A ex-deputada Lúcia Braga, que praticamente deu adeus à disputa de cargos eletivos, junto com o marido, Wilson Braga, ex-governador do Estado, teve a chance de se eleger prefeita de João Pessoa e foi páreo duro para o governo, mas incidentes pessoais e políticos conspiraram para que as duas oportunidades fossem desperdiçadas, deixando uma aura de frustração entre eleitores e simpatizantes e privando o seu currículo de duas anotações importantes.
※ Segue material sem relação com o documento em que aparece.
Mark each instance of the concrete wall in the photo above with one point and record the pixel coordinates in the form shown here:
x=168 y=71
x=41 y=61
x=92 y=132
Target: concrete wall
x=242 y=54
Em 1988, Lúcia, que era deputada federal constituinte, tinha amplas chances de vitória como candidata a prefeita da Capital pelo PFL, mas desistiu de concorrer em virtude de uma tragédia – o acidente automobilístico que vitimou sua filha Patrícia na cidade de Alfenas, Minas Gerais e a imobilizou por vários anos, até o desfecho lamentável. A pretensa candidatura caminhava, também, para enfrentar embaraços jurídicos movidos pelos adversários. Lúcia desistiu da parada.

Em seu lugar, concorreu o marido Wilson, que ganhou as eleições com apenas quarenta e cinco dias de campanha. Lúcia conta, em livro, que sofreu pressões para manter a candidatura. Oswaldo Trigueiro, seu suplente de deputado federal, chegou a visitá-la em hospital em São Paulo, onde acompanhava Patrícia, levando modelos de marketing político. “Não queria nem podia conversar sobre política. Retirei-me da sala de espera da UTI, abalada e aos prantos, pois não me sentia em condições psíquicas para enfrentar o assunto, considerado inoportuno, dadas as circunstâncias”, relatou. Conforme ela, “Wilson fez uma grande administração em João Pessoa, mas não pude participar como desejava”. Em 1990, Lúcia foi eleita, mais uma vez para a Câmara Federal. Wilson perdeu a eleição ao governo do Estado, no segundo turno, para Ronaldo Cunha Lima, então no PMDB.

Em 1994, os “fados” colocaram Lúcia na disputa pelo governo do Estado, frente a Antônio Mariz, com quem havia se aliado em discussões e algumas votações de matérias relevantes na Assembleia Nacional Constituinte. “Perdi essas eleições sofrendo toda sorte de agressões e difamações, numa campanha desleal e sem ética, agravada pela violência do Sistema Correio da Paraíba, quando o referencial “mulher” foi alvo de preconceito e discriminação”, depôs Lúcia no livro “Tempo de Viver, Tempo de Contar”. Em plena campanha estourou o escândalo de carros roubados que teriam sido distribuídos pelo candidato Gessner Caetano, do PDT, com vários candidatos do PMDB e alguns candidatos pedetistas (Lúcia, a esta altura, estava filiada ao PDT, com ficha de filiação abonada em João Pessoa por Leonel Brizola”. Lúcia isenta Mariz de responsabilidade pelos expedientes usados contra ela, destacando a postura ética que caracterizava a sua atuação.

Mariz não teve condições de saúde para governar, tendo que se submeter a tratamentos médicos constantes, vindo a falecer em setembro de 1995 na Granja Santana, residência oficial de governadores da Paraíba. Lúcia Braga fez da tribuna da Câmara um pronunciamento sobre as eleições de 1994. Solidarizou-se com a família de Mariz e com a Paraíba por ocasião da sua morte. “Antônio Mariz possuía um ideário afim com minhas convicções. Por isso sempre o respeitei e admirei, e sei o quanto desejou que eu formasse fileiras ao seu lado”. O governo do Estado foi assumido por José Maranhão, que havia sido escolhido diretamente por Mariz para ser seu companheiro de chapa.